Talk to me: Is Voice Control Taking off?

by Fraser Allison

If unexpected packages start showing up at your door, you might want to have a word with one of your smart devices.

Earlier this month, a six-year-old in Dallas asked her family’s Amazon Echo smart speaker for a dollhouse. And Alexa, Amazon’s Siri-like artificial assistant, promptly ordered one to their house.

A San Diego TV news show picked up the story, and inadvertently repeated it when one of the news anchors commented: “I love the little girl, saying ‘Alexa ordered me a dollhouse’.” Overhearing this, several other Amazon devices in homes across San Diego attempted to buy more dollhouses.

CW6 San Diego news report on Alexa’s accidental dollhouse purchase.

The story might sound ruefully familiar to anyone who has tried to have a conversation with Apple’s Siri or Microsoft’s Cortana. Our devices have become quite good at listening to us, but that doesn’t always mean they understand.

Researchers at Microsoft recently pinpointed this as a potential problem with today’s talking interfaces: they are marketed as “intelligent” assistants, with clever jokes and worldly knowledge, yet they often frustrate us with their lack of common sense.

In a small study, the researchers found that the people who continued to talk to their digital assistants over time were those who had started out with the lowest expectations.

What does a voice interface actually do?

When you speak to a voice interface, it has to:

  • “hear” the sound of your voice, and distinguish it from background noise
  • figure out where each word begins and ends, ignoring your “umms” and “ahhs”
  • match the sound of each word to a word in the dictionary, picking the right one from context if there are homophones
  • correctly interpret the meaning of the whole sentence
  • generate a meaningful and useful response that matches your request.

Each one of these is a complex technical challenge, and different technology companies have made progress in different areas.

Google Now is good at giving relevant responses to a wide range of requests because it benefits from Google’s troves of data about the web, and your personal activities, if you use Google services.

Amazon Echo is particularly good at hearing your requests from across a noisy room, thanks to a noise-cancelling far-field microphone array.
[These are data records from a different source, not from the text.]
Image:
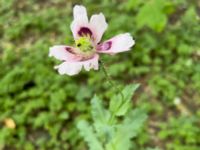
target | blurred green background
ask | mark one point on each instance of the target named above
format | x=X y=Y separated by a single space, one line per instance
x=39 y=108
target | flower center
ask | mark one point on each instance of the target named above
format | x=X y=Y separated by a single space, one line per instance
x=84 y=44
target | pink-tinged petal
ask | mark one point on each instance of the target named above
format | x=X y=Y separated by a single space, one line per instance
x=63 y=52
x=99 y=26
x=117 y=44
x=73 y=68
x=80 y=19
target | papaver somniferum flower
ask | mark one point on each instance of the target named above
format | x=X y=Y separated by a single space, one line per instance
x=87 y=35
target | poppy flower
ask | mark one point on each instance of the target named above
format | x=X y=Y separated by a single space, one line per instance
x=87 y=35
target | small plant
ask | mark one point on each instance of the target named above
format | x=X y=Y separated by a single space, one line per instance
x=113 y=127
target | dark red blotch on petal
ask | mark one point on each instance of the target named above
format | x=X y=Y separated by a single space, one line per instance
x=70 y=50
x=84 y=31
x=104 y=46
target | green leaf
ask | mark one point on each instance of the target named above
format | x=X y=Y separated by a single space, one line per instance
x=120 y=105
x=126 y=131
x=88 y=134
x=152 y=15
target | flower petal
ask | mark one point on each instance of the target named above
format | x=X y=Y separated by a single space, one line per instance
x=80 y=19
x=73 y=68
x=117 y=44
x=98 y=25
x=63 y=52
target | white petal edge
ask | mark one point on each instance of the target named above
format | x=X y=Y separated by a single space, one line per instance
x=73 y=68
x=80 y=19
x=60 y=53
x=120 y=43
x=98 y=25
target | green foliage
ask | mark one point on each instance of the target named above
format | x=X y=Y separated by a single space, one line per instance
x=88 y=133
x=112 y=133
x=152 y=15
x=120 y=103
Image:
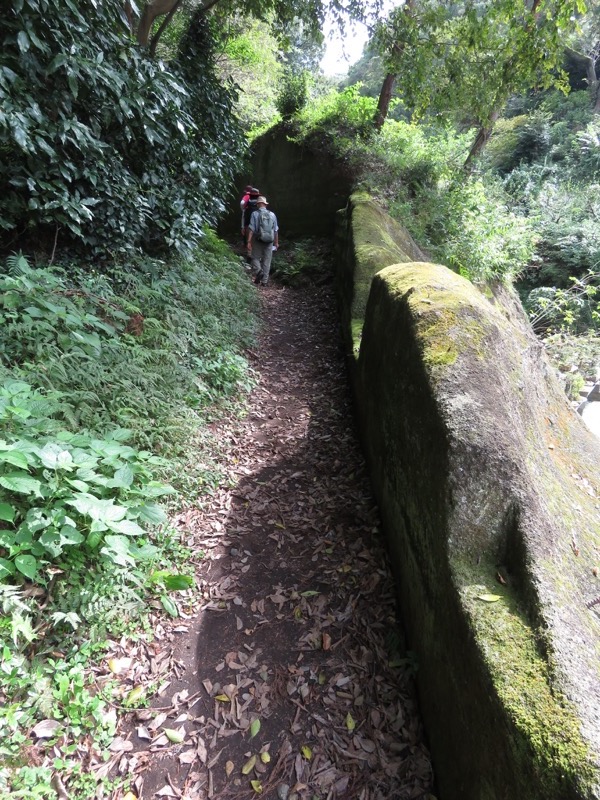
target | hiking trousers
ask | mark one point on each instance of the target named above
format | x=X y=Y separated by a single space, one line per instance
x=260 y=260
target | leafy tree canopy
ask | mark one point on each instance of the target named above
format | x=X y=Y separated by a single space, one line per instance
x=102 y=147
x=468 y=57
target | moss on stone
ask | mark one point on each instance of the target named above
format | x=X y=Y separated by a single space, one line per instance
x=545 y=723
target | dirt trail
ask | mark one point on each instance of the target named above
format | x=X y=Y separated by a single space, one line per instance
x=292 y=673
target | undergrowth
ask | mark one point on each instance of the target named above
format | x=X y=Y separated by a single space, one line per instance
x=108 y=380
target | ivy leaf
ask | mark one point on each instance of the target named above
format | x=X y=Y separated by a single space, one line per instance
x=6 y=568
x=27 y=565
x=21 y=482
x=23 y=41
x=14 y=457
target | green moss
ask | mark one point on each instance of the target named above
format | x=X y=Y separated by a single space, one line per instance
x=546 y=727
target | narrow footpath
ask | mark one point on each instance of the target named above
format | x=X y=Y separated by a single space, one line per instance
x=291 y=681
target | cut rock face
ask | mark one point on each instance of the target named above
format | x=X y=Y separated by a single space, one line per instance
x=488 y=489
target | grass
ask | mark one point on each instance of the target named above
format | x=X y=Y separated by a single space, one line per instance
x=109 y=379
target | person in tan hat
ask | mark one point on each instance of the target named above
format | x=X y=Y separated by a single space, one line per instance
x=263 y=239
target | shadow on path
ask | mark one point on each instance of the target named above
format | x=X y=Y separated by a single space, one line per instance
x=292 y=682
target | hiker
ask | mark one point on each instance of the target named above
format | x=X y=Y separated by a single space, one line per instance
x=248 y=205
x=263 y=239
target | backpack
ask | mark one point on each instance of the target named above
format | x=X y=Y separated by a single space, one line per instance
x=250 y=207
x=266 y=226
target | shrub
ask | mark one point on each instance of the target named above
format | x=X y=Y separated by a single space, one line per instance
x=293 y=93
x=102 y=148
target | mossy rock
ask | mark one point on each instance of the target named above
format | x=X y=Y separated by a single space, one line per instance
x=486 y=482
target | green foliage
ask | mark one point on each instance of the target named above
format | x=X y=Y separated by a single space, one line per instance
x=468 y=58
x=574 y=309
x=338 y=113
x=150 y=358
x=465 y=222
x=61 y=491
x=84 y=543
x=250 y=59
x=101 y=147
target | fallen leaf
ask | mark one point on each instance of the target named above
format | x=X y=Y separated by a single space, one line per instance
x=134 y=695
x=175 y=736
x=249 y=765
x=187 y=757
x=46 y=729
x=120 y=745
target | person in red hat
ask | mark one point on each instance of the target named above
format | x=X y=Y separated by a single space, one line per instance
x=263 y=239
x=248 y=205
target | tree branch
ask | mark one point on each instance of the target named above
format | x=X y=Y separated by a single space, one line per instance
x=163 y=25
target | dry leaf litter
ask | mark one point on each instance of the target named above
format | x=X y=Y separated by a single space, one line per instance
x=287 y=680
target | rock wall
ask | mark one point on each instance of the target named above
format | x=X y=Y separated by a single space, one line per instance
x=486 y=482
x=304 y=185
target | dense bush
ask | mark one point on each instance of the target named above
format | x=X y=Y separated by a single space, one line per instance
x=100 y=371
x=100 y=146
Of course, it’s also good at making purchases through Amazon.

Over the past few years, voice interfaces have become much better at understanding everyday or “natural” speech rather than only stilted and carefully worded commands. They are still better at handling simple queries, like “who’s playing in the Australian Open?”, and tend to struggle with more complicated requests, like “who’s playing in the Australian Open for the first time this year?”, and follow-up questions, like “will it rain during the finals?”.

The situation is even more mixed for languages other than English: while Siri supports more than 40 languages and dialects, so far Alexa is only available in English and German. But all of these features are steadily improving.

Where voice interfaces stutter

So will voice interfaces soon take over all of our technology, as predicted in the film Her? Gartner, a technology research firm, has forecast that by next year, 30% of our interactions with technology will be conversations with voice-enabled interfaces.

But voice interfaces have limitations, and not all of them can be solved by better technology.

Voice is a central means of interfacing with technology in Spike Jonze’s film Her.

Noise pollution is one major hurdle. Can your device distinguish what you’re saying from the background noise around you? Technology can help with that, including noise reduction, personalised voice recognition and lip reading.

But what about the background noise you’re creating for others by talking to your smart device? Imagine a person sitting next to you at the office – or on an aeroplane – chatting to Siri while you’re trying to read, and you can see why voice interfaces may not always be socially acceptable.

Another set of issues come from the mental demands of voice interfaces. Learning to use a voice-based system can be hard, especially if there is no screen, as with Amazon Echo.

If you’ve ever called up a bank or a telephone company, you know the miserable combination of concentration and boredom that comes from listening to a synthesised voice list out all your options while you wait for the one you need and try not to mix them up. Traditional graphical interfaces avoid this problem by showing you the available options and letting you quickly tap your choice.

After you’ve learned voice commands, using them can be distracting. Researchers have found that voice commands derail your train of thought more than a mouse and keyboard.

This is particularly dangerous for in-car voice interfaces: a pair of studies from the University of Utah found that drivers were distracted for up to 27 seconds after using voice commands.

University of Utah / AAA Foundation for Traffic Safety research on driver distraction.

Finding its voice?

So voice interfaces are unlikely to take over entirely, but they will find useful niches in our lives. They are already common in cars, where they will hopefully become less distracting as the technology improves.

In the kitchen, you can ask Alexa to talk you through a recipe or update your shopping list while your hands are busy cooking. In virtual and augmented reality, voice interfaces can let you control the system when you can’t see your hands at all.

In language learning, they can be used for practicing pronunciation. Most importantly, voice interfaces help users with motor impairments, RSI or dyslexia to overcome their disabilities.

Voice interfaces are a long-awaited technology, and there are good reasons to think their time has finally come. Just remember that they may not yet be as clever as they sound. And you might want to put a PIN code on voice purchases if children are around.